3. In dem Empfang und Versand von wenigen E-Mails zu privaten Zwecken in einem Zeitraum von nahezu drei Jahren liegt jedoch keine exzessive Privatnutzung des E-Mail-Accounts, hieraus kann keine wesentliche Verletzung der Arbeitspflicht hergeleitet werden.
4. Die schuldhafte Verletzung der Verschwiegenheitspflicht durch einen Arbeitnehmer kann grundsätzlich eine außerordentliche Kündigung rechtfertigen.

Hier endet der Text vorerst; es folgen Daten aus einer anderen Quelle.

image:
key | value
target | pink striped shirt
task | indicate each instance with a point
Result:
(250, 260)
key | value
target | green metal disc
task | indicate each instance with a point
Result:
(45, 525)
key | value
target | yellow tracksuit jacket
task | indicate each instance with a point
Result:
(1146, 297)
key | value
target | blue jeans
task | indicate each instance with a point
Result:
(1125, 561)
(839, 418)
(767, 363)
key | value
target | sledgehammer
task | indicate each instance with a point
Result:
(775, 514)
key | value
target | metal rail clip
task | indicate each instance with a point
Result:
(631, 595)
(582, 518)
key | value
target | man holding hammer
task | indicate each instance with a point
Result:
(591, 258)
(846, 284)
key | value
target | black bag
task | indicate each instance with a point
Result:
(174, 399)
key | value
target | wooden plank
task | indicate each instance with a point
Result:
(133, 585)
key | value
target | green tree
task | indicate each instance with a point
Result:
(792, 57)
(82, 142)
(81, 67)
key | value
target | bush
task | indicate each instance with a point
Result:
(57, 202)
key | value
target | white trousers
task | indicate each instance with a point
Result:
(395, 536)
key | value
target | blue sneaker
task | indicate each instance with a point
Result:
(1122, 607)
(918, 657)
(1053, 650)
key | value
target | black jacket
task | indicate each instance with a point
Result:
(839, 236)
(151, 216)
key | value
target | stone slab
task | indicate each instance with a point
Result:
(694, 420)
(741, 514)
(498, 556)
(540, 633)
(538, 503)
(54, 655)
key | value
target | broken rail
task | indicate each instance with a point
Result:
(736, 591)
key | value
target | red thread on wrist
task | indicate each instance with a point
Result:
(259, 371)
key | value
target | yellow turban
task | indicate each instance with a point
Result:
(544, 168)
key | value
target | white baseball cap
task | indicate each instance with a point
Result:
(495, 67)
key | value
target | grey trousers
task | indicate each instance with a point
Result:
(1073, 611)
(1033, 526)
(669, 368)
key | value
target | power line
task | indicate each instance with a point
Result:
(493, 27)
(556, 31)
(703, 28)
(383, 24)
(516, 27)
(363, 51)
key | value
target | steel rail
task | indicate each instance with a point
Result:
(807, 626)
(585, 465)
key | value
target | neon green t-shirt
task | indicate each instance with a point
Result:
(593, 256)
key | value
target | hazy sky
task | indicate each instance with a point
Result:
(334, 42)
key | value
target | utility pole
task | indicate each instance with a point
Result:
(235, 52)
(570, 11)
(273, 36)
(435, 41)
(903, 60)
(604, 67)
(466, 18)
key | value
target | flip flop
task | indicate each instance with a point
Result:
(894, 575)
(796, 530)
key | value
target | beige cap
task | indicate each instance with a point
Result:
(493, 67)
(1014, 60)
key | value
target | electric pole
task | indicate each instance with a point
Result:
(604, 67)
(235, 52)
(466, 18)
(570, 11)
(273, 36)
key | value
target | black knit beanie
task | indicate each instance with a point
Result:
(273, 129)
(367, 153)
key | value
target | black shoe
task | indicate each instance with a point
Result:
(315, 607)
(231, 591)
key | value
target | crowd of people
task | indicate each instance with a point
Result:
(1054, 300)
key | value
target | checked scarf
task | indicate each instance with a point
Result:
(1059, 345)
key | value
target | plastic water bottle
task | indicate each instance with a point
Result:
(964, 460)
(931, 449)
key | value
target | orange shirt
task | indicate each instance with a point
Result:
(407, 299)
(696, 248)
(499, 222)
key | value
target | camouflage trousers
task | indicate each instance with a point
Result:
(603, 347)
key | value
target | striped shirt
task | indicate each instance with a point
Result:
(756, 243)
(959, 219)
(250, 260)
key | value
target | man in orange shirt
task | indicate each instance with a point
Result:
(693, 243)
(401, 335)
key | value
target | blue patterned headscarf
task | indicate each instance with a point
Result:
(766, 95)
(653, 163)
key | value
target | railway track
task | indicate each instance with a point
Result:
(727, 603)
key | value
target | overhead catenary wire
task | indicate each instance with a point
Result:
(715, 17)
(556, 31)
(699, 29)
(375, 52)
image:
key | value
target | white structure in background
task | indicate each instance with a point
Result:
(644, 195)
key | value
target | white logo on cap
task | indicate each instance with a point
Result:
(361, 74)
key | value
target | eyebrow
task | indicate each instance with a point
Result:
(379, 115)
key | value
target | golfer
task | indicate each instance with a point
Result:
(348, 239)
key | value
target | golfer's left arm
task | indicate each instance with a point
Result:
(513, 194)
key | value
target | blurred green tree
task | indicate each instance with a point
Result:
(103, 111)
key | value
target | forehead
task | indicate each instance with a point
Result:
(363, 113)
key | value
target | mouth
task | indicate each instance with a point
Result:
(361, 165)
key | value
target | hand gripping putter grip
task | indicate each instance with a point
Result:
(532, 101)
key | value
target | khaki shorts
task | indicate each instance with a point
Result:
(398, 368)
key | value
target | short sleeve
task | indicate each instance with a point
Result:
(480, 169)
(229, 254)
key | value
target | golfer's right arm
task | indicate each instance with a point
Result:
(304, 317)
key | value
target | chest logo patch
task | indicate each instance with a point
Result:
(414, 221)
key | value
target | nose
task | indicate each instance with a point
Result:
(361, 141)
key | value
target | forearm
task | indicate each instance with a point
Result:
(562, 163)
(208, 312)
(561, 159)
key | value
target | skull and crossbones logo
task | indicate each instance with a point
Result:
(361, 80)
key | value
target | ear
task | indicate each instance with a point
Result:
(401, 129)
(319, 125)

5. Die Ausübung einer unerlaubten Nebentätigkeit kann eine schwerwiegende Vertragspflichtverletzung darstellen, die auch eine außerordentliche Kündigung grundsätzlich begründen kann.
6. Die unbefugte Nutzung eines Dienstwagens zu Privatfahrten kann grundsätzlich einen wichtigen Grund für eine außerordentliche Kündigung i.S.v. § 626 Abs. 1 BGB darstellen
7. Ein zu Lasten des Arbeitgebers begangener versuchter Prozessbetrug ist ein Vermögensdelikt und kann grundsätzlich einen wichtigen Grund i.S.v. § 626 Abs. 1 BGB bilden.
Normenkette
KSchG § 15 Abs. 1; BGB § 626 Abs. 1; BetrVG § 102
Verfahrensgang
ArbG Herne (Urteil vom 25.01.2011; Aktenzeichen 3 Ca 2604/10) |
Tenor
Die Berufung der Beklagten gegen das Urteil des Arbeitsgerichts Herne vom 25.01.2011 – 3 Ca 2604/10 – wird auf Kosten der Beklagten zurückgewiesen.
Die Revision wird nicht zugelassen.
Tatbestand
Die Parteien streiten um die Wirksamkeit einer fristlosen Kündigung.
Die am 24.06.1960 geborene Klägerin ist verheiratet. Seit 1984 ist die Klägerin, die eine Ausbildung als Physiklaborantin besitzt, bei der Beklagten mit einer wöchentlichen Arbeitszeit von 30 Stunden als Chemielaborantin beschäftigt. Auf das Arbeitsverhältnis finden die Tarifverträge für die chemische Industrie Westfalen Anwendung. Unter Eingruppierung in die Entgeltgruppe 9 erzielte die Klägerin zuletzt eine monatliche Bruttovergütung von rund 2.920,80 EUR brutto.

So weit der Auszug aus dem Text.